Una mostra eccezionale, tale da poter occupare anche da sola la scena del progetto espositivo bresciano. Per la prima volta in Italia una rassegna importante, per numero delle opere esposte – sessanta – e per qualità delle stesse, dedicata a Jean-François Millet, uno dei giganti della pittura europea a metà del XIX secolo. Il Museum of Fine Arts di Boston, che possiede la più grande collezione al mondo di opere di Millet, concede in prestito tutti i suoi capolavori, tra dipinti, pastelli e disegni. Niente è escluso, a cominciare dal Seminatore. E già evocando questo nome, si capisce perché la mostra di Millet si svolga nel 2005, nel tempo stesso, cioè, di quella in cui sono comprese tante opere di Van Gogh. Il pittore olandese che tanto ha tratto, per la formazione della sua personalità artistica, del suo disegno e della sua pittura, dalla figura di Millet. Tanto che addirittura una sezione della mostra su Gauguin e Van Gogh è intitolata al rapporto tra lo stesso Van Gogh e Millet. Sarà quindi incredibilmente possibile confrontare, nella stessa sede di Santa Giulia, a pochi passi le une dalle altre, le opere di Van Gogh e quelle di Millet, che per il primo sono state fonte imprescindibile di ispirazione.
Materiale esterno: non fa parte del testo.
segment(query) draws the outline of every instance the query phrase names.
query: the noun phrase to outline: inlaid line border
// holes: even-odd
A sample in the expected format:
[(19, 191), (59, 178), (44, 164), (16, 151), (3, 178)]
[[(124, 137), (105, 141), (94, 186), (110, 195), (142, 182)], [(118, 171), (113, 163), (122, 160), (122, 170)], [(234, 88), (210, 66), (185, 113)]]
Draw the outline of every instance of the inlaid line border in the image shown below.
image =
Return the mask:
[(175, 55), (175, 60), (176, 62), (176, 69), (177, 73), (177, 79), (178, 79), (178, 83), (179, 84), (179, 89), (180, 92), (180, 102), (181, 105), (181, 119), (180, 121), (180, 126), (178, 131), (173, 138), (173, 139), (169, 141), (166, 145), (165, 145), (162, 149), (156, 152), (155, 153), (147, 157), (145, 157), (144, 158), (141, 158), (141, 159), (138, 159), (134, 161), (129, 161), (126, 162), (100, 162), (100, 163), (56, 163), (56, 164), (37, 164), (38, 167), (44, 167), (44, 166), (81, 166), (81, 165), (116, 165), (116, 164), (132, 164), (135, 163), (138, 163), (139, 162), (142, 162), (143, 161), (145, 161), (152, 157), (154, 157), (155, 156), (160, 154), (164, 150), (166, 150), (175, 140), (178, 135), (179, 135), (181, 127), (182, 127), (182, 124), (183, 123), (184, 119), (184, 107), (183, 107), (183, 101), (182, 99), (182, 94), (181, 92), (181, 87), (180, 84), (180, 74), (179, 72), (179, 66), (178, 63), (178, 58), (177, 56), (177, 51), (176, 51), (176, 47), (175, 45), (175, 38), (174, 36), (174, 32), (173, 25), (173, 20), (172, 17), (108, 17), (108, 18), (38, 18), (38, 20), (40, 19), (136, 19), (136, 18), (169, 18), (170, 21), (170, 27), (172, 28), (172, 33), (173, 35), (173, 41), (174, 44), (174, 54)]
La selezione dei sessanta capolavori permette di ricostruire un quadro esatto della produzione dell’artista, dalle prime opere datate agli inizi degli anni quaranta fino a quelle del penultimo anno della sua vita, il 1874. Sarà così possibile per la prima volta rendersi conto della maturazione del suo linguaggio, ingiustamente qualificato come il creatore dell’epopea dei campi. L’interesse della mostra è tutto dunque nella possibilità di verificare le varie fasi della vita di questo artista che, dalla cosiddetta “maniera fiorita” dei primi tempi. passa, nella seconda metà degli anni quaranta, alla scoperta e celebrazione sentita della vita dei contadini, per ritornare, verso l’ultimo tempo della sua vita a una contemplazione pura della natura. Da ultimo, non sarà minore la sorpresa del visitatore nell’ammirare i pastelli di Millet che, proprio intorno alla metà degli anni sessanta, raggiungono forse i vertici qualitativi della sua produzione tutta. Anche questo, la possibilità di riscoprire in Millet l’eccellente disegnatore, prima ancora che il grande pittore, è un altro dei motivi di orgoglio nel proporre al pubblico italiano, per la prima volta, le sue opere più importanti. Un avvenimento che, davvero, non ha precedenti per l’Italia.